3. Connecting to Oracle Database

select_ai uses the Python thin driver i.e. python-oracledb to connect to the database and execute PL/SQL subprograms.

The library keeps the active connection or connection pool for the current process so profile, credential, provider, vector index, and agent APIs can use it without passing a connection object to each call. Use a standalone connection for scripts and notebooks. Use a connection pool for applications that handle concurrent work, such as web services or worker processes.

Most samples read connection values from environment variables:

export SELECT_AI_USER=<db_user>
export SELECT_AI_PASSWORD=<db_password>
export SELECT_AI_DB_CONNECT_STRING=<db_connect_string>

Then the Python code can load those values:

import os
import select_ai

user = os.getenv("SELECT_AI_USER")
password = os.getenv("SELECT_AI_PASSWORD")
dsn = os.getenv("SELECT_AI_DB_CONNECT_STRING")

select_ai.connect(user=user, password=password, dsn=dsn)

3.1. Synchronous connection

To connect to an Oracle Database synchronously, use select_ai.connect() as shown below:

import select_ai

user = "<your_db_user>"
password = "<your_db_password>"
dsn = "<your_db_dsn>"
select_ai.connect(user=user, password=password, dsn=dsn)

Close a standalone synchronous connection with select_ai.disconnect():

select_ai.disconnect()

3.2. Asynchronous connection

Asynchronous applications should use select_ai.async_connect() along with await keyword:

import select_ai

user = "<your_db_user>"
password = "<your_db_password>"
dsn = "<your_db_dsn>"
await select_ai.async_connect(user=user, password=password, dsn=dsn)
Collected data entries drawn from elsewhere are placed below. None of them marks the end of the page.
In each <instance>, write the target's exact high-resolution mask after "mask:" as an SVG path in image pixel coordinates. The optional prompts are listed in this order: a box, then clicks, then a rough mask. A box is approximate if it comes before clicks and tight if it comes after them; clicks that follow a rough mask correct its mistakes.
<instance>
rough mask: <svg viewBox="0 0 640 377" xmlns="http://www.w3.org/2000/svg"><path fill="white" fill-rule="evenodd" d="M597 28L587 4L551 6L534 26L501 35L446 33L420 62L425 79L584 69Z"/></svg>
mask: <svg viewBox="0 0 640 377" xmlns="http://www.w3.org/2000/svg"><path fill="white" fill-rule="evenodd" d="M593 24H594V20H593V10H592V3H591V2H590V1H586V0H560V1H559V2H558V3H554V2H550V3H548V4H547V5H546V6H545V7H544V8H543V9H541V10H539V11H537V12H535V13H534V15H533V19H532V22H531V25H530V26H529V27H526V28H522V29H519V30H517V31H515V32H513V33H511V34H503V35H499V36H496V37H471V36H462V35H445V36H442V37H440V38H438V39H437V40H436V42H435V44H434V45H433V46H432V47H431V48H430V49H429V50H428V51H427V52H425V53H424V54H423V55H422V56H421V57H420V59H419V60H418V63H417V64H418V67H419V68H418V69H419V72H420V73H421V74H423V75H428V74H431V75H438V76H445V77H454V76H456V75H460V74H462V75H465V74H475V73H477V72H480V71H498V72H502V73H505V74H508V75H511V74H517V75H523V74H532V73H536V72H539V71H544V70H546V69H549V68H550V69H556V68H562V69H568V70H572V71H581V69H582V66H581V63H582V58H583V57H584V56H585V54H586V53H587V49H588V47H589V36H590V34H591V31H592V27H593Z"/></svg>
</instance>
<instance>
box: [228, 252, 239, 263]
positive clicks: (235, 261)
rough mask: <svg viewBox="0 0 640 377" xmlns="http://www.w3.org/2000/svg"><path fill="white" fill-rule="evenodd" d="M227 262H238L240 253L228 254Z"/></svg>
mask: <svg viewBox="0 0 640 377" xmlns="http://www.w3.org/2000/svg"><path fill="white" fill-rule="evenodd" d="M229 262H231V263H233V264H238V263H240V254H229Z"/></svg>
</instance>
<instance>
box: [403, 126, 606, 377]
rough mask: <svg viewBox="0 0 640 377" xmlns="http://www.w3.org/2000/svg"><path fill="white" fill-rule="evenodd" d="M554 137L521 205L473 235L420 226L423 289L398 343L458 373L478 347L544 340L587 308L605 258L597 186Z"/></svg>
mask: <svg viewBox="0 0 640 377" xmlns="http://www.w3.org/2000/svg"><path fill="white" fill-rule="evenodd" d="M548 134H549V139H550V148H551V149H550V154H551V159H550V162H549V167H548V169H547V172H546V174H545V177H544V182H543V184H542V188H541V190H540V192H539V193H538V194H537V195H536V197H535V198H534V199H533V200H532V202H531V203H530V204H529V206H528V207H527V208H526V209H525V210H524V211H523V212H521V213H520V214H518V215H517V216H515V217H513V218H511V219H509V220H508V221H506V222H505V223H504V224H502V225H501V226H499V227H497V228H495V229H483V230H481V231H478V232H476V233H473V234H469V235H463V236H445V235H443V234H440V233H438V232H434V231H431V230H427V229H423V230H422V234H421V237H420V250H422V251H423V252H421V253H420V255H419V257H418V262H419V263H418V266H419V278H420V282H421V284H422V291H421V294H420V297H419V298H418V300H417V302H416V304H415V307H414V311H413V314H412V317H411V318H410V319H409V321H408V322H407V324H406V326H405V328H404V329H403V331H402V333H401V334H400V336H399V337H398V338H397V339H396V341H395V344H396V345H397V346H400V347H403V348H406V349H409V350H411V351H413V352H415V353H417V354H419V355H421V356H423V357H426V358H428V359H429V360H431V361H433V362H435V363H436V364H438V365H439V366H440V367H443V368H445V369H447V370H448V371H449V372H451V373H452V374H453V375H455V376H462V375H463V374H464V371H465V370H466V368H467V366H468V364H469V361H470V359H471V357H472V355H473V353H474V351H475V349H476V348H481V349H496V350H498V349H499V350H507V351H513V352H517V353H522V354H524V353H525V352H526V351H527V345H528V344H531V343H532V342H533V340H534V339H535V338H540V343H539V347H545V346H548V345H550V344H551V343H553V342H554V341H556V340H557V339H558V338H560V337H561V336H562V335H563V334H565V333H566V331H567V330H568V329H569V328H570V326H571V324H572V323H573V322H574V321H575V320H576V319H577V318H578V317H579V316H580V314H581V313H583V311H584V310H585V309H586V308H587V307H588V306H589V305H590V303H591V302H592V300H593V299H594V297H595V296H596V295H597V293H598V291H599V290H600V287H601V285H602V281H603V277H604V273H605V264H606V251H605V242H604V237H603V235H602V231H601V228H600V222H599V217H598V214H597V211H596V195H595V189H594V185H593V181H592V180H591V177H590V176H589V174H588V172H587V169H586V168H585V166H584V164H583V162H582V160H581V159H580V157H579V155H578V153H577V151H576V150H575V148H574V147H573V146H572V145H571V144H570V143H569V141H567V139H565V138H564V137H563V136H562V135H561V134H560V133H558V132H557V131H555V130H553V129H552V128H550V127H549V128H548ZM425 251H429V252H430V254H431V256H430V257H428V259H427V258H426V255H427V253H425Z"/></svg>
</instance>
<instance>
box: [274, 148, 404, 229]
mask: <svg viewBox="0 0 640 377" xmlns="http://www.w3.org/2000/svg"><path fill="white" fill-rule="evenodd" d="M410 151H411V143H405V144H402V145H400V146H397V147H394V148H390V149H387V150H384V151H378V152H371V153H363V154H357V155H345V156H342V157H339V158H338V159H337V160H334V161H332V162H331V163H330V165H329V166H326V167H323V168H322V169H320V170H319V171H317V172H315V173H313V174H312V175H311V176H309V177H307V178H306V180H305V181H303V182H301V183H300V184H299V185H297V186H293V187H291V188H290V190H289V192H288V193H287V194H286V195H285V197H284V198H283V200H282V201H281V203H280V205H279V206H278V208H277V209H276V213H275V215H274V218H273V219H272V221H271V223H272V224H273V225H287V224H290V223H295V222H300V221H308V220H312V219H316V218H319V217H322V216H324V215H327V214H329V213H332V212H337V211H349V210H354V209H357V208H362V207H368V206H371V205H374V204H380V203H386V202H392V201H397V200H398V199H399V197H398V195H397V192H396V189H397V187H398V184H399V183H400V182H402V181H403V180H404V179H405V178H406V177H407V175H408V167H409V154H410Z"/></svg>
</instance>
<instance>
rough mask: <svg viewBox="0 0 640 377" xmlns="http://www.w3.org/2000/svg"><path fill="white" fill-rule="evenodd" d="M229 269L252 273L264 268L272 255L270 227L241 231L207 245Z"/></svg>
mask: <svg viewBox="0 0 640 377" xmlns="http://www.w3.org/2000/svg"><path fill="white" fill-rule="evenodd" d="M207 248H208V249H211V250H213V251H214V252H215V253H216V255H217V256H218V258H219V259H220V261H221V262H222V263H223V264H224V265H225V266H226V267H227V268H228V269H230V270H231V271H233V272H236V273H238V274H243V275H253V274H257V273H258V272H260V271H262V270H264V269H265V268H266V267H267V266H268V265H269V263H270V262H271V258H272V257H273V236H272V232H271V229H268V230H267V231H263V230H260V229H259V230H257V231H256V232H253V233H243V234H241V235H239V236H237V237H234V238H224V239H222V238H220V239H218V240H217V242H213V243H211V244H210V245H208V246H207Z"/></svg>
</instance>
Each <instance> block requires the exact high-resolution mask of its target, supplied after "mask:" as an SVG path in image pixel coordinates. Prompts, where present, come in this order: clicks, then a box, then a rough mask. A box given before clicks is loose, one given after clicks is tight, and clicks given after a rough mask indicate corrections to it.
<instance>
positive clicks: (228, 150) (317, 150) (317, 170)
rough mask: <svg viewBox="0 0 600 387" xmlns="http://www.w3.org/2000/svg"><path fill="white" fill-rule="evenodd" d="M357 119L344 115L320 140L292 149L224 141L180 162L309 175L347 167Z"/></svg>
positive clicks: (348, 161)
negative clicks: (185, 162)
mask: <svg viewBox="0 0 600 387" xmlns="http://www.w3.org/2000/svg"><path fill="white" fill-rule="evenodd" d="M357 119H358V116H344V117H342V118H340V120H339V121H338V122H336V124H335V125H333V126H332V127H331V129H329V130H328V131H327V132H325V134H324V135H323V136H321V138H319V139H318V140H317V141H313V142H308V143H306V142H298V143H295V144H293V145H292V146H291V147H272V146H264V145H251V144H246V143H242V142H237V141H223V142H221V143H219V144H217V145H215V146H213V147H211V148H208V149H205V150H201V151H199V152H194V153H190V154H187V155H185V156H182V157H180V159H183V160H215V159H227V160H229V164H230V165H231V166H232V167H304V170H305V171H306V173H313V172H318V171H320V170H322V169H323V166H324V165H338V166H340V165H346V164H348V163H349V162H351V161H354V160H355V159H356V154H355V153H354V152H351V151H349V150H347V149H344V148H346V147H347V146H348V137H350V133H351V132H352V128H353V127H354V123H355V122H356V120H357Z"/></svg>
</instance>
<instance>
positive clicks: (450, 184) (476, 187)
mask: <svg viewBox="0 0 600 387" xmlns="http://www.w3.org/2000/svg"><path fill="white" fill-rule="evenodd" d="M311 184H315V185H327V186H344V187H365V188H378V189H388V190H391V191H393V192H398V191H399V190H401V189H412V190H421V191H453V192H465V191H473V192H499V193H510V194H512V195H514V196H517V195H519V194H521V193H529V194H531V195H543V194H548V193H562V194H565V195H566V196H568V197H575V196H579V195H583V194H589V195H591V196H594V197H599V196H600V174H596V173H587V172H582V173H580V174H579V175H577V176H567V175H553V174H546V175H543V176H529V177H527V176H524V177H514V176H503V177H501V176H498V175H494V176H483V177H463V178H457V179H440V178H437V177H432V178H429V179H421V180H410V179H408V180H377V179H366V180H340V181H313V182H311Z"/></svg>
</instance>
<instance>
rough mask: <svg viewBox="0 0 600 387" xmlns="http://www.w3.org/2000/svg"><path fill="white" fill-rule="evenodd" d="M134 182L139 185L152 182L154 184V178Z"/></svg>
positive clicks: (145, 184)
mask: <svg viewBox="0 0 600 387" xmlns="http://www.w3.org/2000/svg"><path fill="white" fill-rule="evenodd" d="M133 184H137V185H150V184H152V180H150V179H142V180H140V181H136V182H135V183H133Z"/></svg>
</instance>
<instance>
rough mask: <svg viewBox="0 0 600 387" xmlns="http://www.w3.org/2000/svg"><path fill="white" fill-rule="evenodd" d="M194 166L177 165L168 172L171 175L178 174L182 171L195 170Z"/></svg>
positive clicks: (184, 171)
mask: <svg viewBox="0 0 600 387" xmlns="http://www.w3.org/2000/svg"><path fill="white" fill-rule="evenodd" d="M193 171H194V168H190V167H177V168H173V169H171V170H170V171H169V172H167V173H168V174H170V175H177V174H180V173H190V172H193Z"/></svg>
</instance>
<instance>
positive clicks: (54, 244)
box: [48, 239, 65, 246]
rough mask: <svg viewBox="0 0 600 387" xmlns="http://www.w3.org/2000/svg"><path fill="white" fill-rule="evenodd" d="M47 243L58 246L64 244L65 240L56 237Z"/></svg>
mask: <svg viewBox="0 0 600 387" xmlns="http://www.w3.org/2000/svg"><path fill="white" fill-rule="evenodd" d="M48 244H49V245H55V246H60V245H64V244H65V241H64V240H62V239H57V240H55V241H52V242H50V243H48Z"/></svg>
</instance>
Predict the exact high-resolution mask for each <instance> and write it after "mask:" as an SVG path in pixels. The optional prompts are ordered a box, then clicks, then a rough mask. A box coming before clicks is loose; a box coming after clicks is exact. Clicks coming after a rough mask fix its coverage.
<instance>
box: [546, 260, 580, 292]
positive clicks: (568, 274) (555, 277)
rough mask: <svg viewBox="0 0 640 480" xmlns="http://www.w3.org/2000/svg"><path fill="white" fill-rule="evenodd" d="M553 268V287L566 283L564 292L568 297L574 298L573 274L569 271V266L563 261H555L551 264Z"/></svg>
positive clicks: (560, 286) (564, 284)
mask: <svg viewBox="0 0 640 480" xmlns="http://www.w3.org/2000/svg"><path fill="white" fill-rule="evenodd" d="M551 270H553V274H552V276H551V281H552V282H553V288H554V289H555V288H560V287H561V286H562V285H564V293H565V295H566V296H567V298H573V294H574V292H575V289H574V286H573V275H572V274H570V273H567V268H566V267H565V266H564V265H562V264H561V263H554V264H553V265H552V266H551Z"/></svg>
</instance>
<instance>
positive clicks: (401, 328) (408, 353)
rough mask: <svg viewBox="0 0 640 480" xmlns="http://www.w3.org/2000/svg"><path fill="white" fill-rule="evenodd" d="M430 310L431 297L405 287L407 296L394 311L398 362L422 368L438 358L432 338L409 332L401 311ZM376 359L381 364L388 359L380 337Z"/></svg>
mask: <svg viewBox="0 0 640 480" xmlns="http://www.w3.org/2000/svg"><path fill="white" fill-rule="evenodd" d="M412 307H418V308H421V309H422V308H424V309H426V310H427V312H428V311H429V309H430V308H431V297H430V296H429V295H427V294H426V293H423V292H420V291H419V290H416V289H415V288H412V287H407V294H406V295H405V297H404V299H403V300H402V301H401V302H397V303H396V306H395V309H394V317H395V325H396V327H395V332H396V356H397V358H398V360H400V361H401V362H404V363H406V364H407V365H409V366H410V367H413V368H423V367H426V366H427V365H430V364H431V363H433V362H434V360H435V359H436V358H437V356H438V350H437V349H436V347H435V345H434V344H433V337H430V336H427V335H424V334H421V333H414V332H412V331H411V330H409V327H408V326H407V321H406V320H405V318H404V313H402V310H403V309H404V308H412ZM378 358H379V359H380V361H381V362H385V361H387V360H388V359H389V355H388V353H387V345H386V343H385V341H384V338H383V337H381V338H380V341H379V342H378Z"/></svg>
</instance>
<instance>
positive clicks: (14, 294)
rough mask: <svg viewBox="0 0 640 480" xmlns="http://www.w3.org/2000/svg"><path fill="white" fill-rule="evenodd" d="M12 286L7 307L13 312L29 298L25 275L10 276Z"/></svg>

Close a standalone asynchronous connection with await select_ai.async_disconnect():

await select_ai.async_disconnect()

3.3. Connection Pool

You can create a connection pool using the select_ai.create_pool and select_ai.create_pool_async methods. After a pool is created, these methods configure Select AI operations to acquire and release connections from the pool for each operation.

import select_ai

user = "<your_db_user>"
password = "<your_db_password>"
dsn = "<your_db_dsn>"

# for sync pool
select_ai.create_pool(
    user=user,
    password=password,
    dsn=dsn,
    min_size=5,
    max_size=10,
    increment=5
)

# for async pool
select_ai.create_pool_async(
    user=user,
    password=password,
    dsn=dsn,
    min_size=5,
    max_size=10,
    increment=5
)

Close a synchronous pool with select_ai.disconnect() and an asynchronous pool with await select_ai.async_disconnect().

Create one pool per process. In multi-process deployments, each process creates its own pool, so total database connections can grow quickly. Size pools based on request concurrency and database capacity.

Use pooling for:

  • Web applications and API services.

  • Worker processes that handle multiple prompts.

  • Concurrent prompt processing.

  • Long-running applications that should avoid opening a new database connection for every request.

Use a standalone connection for:

  • Short scripts.

  • Local examples.

  • One-off administration tasks.

Check this blog which shows the benefit of connection pooling with a FastAPI service.

3.4. Connection health

Use select_ai.is_connected() or await select_ai.async_is_connected() to check whether the current connection or pool is available:

if not select_ai.is_connected():
    select_ai.connect(user=user, password=password, dsn=dsn)
if not await select_ai.async_is_connected():
    await select_ai.async_connect(user=user, password=password, dsn=dsn)

3.5. Wallet connections

Note

For m-TLS (wallet) based connections, additional parameters like wallet_location, wallet_password, config_dir, https_proxy, and https_proxy_port can be passed to connect, async_connect, create_pool, and create_pool_async.

For example:

select_ai.connect(
    user=user,
    password=password,
    dsn=dsn,
    wallet_location="/path/to/wallet",
    config_dir="/path/to/wallet",
    wallet_password="<wallet_password>",
)

The same keyword arguments can be used with async_connect and the pool creation APIs.